Publié le Lundi 19 septembre 2016 à 06h07.

Hong-Kong : Succès politique d’une génération contestataire

Plusieurs figures de proue du jeune mouvement contestataire ont été élues au Conseil législatif du territoire de Hong-Kong avec des scores remarquables. Un succès qui les met en danger.

Le Conseil législatif (Legco) de la « région administrative spéciale » qu’est devenue Hong-Kong n’a que des pouvoirs limités et sa composition assure le contrôle de l’establishment pro-Pékin (et probusiness). L’élection du 4 septembre n’en a pas moins une importante portée politique : le candidat qui a reçu le plus grand nombre de voix (84 121), Eddie Chu, portait les couleurs du Demosisto, créé après le « Mouvement des parapluies » qui a secoué le territoire il y a deux ans. Le plus jeune élu, Nathan Law (23 ans, 50 000 voix) appartient au même parti, constitué avec Joshua Wong (19 ans). Parmi les autres élus, Baggio Leung (30 ans) et Yau Wai-ching (25 ans) représentent Youngspiration, un courant « loyaliste » qui réclame l’autodétermination.

Plusieurs personnalités du courant prodémocratique traditionnel ont été battues, au profit de jeunes plus radicaux. La participation électorale a été élevée : 2,2 millions de votants (58 % du corps électoral). Bien entendu, les formations pro-Pékin contrôlent toujours une majorité écrasante de sièges. Le Legco comprend 70 membres, pour moitié élus par circonscriptions électorales et pour moitiés par corps professionnels « fonctionnels » (l’un d’entre eux comprenant… 127 électeurs !).

Génération(s)

La vie politique et sociale à Hong-Kong a toujours été profondément marquée par la succession des générations. Une première rupture s’est produite après la révolution de 1949 entre les « anciens » venus de Chine continentale et les jeunes nés sur place, dans la colonie britannique – où, soit dit en passant, il n’y avait pas une once de système de représentation démocratique. Ce n’est qu’une fois que Londres a décidé de rétrocéder le territoire à Pékin que des élections locales ont été instituées. Les générations post-1997 sont donc nées dans une « région » sous statut spécial : « Un pays, deux systèmes » garantissant en principe les libertés civiques jusqu’en 2047.

Cependant, le cours très répressif du régime chinois se fait ressentir. Le rôle du territoire est beaucoup moins important qu’après 1997. Hong-Kong fut une précieuse porte ouverte sur le marché mondial. Les affaires se font maintenant directement sur le continent, comme à Shanghai. Enfin, la collaboration entre la nouvelle bourgeoisie bureaucratique chinoise et les transnationales nippo-occidentales est éprouvée. Pékin a de moins en moins de raisons de mettre des gants. Les changements s’opèrent sans attendre 2047. Ainsi, des éditeurs ont été secrètement enlevés et incarcérés sur le continent pour faire taire les médias trop dissidents.
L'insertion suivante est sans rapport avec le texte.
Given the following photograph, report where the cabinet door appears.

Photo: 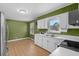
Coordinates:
[43,36,48,50]
[37,20,43,29]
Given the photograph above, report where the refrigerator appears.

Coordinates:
[0,12,7,56]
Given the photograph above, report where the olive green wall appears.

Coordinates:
[6,20,29,40]
[37,3,78,20]
[31,3,79,35]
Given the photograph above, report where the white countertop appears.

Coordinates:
[49,47,79,56]
[55,35,79,42]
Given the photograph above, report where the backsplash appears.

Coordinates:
[37,28,79,36]
[61,29,79,36]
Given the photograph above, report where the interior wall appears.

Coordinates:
[6,19,29,40]
[29,3,79,36]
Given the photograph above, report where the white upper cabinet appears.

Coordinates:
[58,12,68,31]
[37,12,69,32]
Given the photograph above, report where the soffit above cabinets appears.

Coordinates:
[0,3,71,21]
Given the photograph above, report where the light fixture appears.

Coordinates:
[17,9,28,14]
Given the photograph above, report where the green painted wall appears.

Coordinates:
[31,3,79,35]
[6,20,29,40]
[37,3,78,20]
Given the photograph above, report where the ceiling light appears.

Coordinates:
[17,9,28,14]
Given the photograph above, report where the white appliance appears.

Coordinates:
[48,17,61,33]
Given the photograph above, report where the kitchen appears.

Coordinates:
[0,3,79,56]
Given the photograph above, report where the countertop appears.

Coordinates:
[49,47,79,56]
[55,35,79,42]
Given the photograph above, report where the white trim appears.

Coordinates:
[7,37,30,42]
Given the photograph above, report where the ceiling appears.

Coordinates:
[0,3,70,21]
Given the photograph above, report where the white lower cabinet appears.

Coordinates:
[35,34,63,52]
[35,34,43,47]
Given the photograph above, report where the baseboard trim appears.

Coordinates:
[7,37,31,42]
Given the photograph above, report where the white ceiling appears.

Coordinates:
[0,3,70,21]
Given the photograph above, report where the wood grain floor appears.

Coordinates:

Les élections à peine passées et déjà des membres contestataires du Legco se voient très sérieusement menacés. Eddie Chu – le mieux élu des législateurs ! – a reçu des menaces de mort. Obligé de quitter son habitation avec sa famille, il est allé porter plainte à la police. Précédemment, Ken Chow, alors candidat, avait dû interrompre sa campagne, après avoir appris que des proches risquaient de payer le prix de son audace.

La situation est d’autant plus tendue qu’un courant nationaliste et indépendantiste de droite se développe aussi à Hong-Kong (les candidats prônant ouvertement l’indépendance n’ont pas eu le droit se se présenter).